Medical Marijuana User’s Entitlement to Colorado Unemployment Benefits is “Up in Smoke”
Our last newsletter reported on the importance of proving in an unemployment compensation proceeding that a drug testing laboratory used by an employer is licensed or certified, when the employer is relying on positive test results to oppose a dismissed employee's unemployment benefits claim. Indeed, a new decision from the Colorado Court of Appeals indicates that, with such evidence, a medical marijuana user who is fired for a positive test result is not eligible for such benefits. In Beinor v. Industrial Claim Appeals Office, ___ P.3d ___, 2011 WL 3612226 (Colo. App. Aug. 18, 2001), the Colorado Court of Appeals upheld the Order of the ICAO denying unemployment compensation benefits to a discharged employee who had tested positive for marijuana. The employee presented evidence that he used "medical marijuana" for severe headaches, as recommended by a physician. The employer did not contest the employee's eligibility to use medical marijuana, and it did not argue that the employee's marijuana use adversely affected his job performance. Rather, the employer simply contended that the discharged employee was disqualified from receiving benefits because of C.R.S. § 8-73-108(5)(e)(ix.5). This section of the law allows denial of benefits if the employee tests positive "during working hours" for a "controlled substance" that is "not medically prescribed." Notably, the claimant did not dispute the accuracy of the test results or the certification of the lab that performed the test.

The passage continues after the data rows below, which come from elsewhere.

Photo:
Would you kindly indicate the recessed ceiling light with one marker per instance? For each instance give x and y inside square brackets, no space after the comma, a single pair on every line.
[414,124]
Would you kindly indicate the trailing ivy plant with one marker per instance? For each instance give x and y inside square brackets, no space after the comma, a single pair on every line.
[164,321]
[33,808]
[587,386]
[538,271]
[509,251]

The Deputy's initial decision denied the employee's request for benefits. The Hearing Officer reversed, finding that (1) the claimant was eligible to be on the medical marijuana registry, and (2) there was no evidence his marijuana use had adversely affected his job performance. The ICAO reversed the Hearing Officer, agreeing with the employer that the employee was disqualified under C.R.S. § 8-73-108(5)(e)(ix.5). The Court of Appeals has now affirmed the ICAO's decision.

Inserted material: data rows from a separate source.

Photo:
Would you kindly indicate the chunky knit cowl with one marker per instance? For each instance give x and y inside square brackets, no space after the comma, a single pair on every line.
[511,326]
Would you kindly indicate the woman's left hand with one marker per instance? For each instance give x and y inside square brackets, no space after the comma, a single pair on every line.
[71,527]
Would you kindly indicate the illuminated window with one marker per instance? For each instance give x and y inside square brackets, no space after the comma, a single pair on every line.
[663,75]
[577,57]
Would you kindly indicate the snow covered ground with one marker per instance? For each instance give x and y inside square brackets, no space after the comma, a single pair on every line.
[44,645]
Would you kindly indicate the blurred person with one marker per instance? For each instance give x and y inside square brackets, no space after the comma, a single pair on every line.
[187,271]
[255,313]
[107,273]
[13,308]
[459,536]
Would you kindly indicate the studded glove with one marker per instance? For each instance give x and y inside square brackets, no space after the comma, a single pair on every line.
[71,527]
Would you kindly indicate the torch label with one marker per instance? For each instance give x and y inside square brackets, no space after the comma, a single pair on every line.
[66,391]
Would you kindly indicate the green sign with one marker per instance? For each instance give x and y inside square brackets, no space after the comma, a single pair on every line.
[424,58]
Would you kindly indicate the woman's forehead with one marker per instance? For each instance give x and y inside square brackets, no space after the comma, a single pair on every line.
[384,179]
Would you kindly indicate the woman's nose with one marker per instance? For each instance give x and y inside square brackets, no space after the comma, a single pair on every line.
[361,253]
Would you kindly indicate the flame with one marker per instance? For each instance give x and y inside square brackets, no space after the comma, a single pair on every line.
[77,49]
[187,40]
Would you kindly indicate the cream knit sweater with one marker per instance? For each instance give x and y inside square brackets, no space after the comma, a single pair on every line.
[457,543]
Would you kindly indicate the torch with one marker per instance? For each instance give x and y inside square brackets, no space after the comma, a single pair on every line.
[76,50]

In approving the ICAO's Order, the Court of Appeals noted that medical marijuana is not "prescribed" by a physician; rather, a physician may "recommend" its use under certain circumstances. Accordingly, the marijuana ingested by the claimant was "not medically prescribed" within the meaning of C.R.S. § 8-73-108(5)(e)(ix.5), and denial of benefits under that section was appropriate. The Court then held that this denial of benefits based on the use of medical marijuana did not violate the Colorado Constitution, specifically, Article 18, § 14, the constitutional amendment dealing with medical marijuana. In doing so, the Court observed that this constitutional amendment created limited exceptions to Colorado's criminal laws, and that the denial of benefits in this non-criminal setting did not violate the amendment.
The employer in this case had a "zero-tolerance drug policy." Although it does not appear that the Court relied on that fact in reaching its decision, employers wanting to maximize the likelihood that they will prevail in either unemployment claims or wrongful discharge cases based on medical marijuana use may consider adopting such a policy.
Sherman & Howard has prepared this advisory to provide general information on recent legal developments that may be of interest. This advisory does not provide legal advice for any specific situation and does not create an attorney-client relationship between any reader and the Firm.